The Palais de Justice was designed by Joseph Poelaert and built between 1866 and 1893 on the hill where the gallows stood in medieval times. Covering a larger area than St. Peter's in Rome, this building was that largest constructed in Brussels during the 19th century.
This massive building overlooks the entire city of Brussels. From here are some of the best panoramas of the city in all directions.
The huge "palace" was built in the late 1800s, and it certainly looks it... during my visit, much of the building was under construction and the rest of it needed some upkeep.... I seem to recall broken windows, graffiti, boarded up doors, and crumbling stone....

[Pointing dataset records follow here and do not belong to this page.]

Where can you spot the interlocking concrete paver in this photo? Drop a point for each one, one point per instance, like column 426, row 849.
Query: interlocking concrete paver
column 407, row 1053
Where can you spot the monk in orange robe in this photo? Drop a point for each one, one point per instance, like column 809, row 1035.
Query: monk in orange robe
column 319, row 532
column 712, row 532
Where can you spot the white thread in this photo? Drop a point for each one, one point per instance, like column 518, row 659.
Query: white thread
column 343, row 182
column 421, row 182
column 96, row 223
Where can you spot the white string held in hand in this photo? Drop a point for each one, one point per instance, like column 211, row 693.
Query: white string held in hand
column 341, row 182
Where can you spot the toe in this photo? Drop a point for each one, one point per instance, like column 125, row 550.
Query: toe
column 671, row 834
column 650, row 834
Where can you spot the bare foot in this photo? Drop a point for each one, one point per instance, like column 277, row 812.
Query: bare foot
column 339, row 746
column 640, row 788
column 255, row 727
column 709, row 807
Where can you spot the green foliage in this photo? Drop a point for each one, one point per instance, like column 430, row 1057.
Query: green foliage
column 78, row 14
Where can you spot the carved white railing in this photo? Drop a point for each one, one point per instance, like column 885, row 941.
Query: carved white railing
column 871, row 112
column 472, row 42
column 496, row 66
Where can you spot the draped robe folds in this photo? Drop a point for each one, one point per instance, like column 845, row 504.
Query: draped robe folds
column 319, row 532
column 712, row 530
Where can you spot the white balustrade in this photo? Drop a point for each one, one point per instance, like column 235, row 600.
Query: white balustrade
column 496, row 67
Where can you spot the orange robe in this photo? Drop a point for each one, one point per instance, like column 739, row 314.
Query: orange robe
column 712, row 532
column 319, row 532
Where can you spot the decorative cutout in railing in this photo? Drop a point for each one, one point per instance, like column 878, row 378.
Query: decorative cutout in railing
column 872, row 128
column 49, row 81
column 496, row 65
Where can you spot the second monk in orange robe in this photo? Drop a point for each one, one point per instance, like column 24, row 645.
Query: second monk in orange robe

However, this is still the home of Belgium's highest courts, so a very powerful symbol.
This huge building certainly features heavily in Brussels' skyline as it can be seen from almost any vantage point in the city. It is built on the huge scale occupying an area larger than that of St Peter's Basilica in Rome, and was one of the world's most impressive 19th century buildings. It was built between 1866 and 1883 by architect Joseph Poelaert who looked for inspiration in classical temples, but sadly died mid-construction in 1879. The building is still home to the city's law courts. The building is currently (and has been for quite some time), being renovated.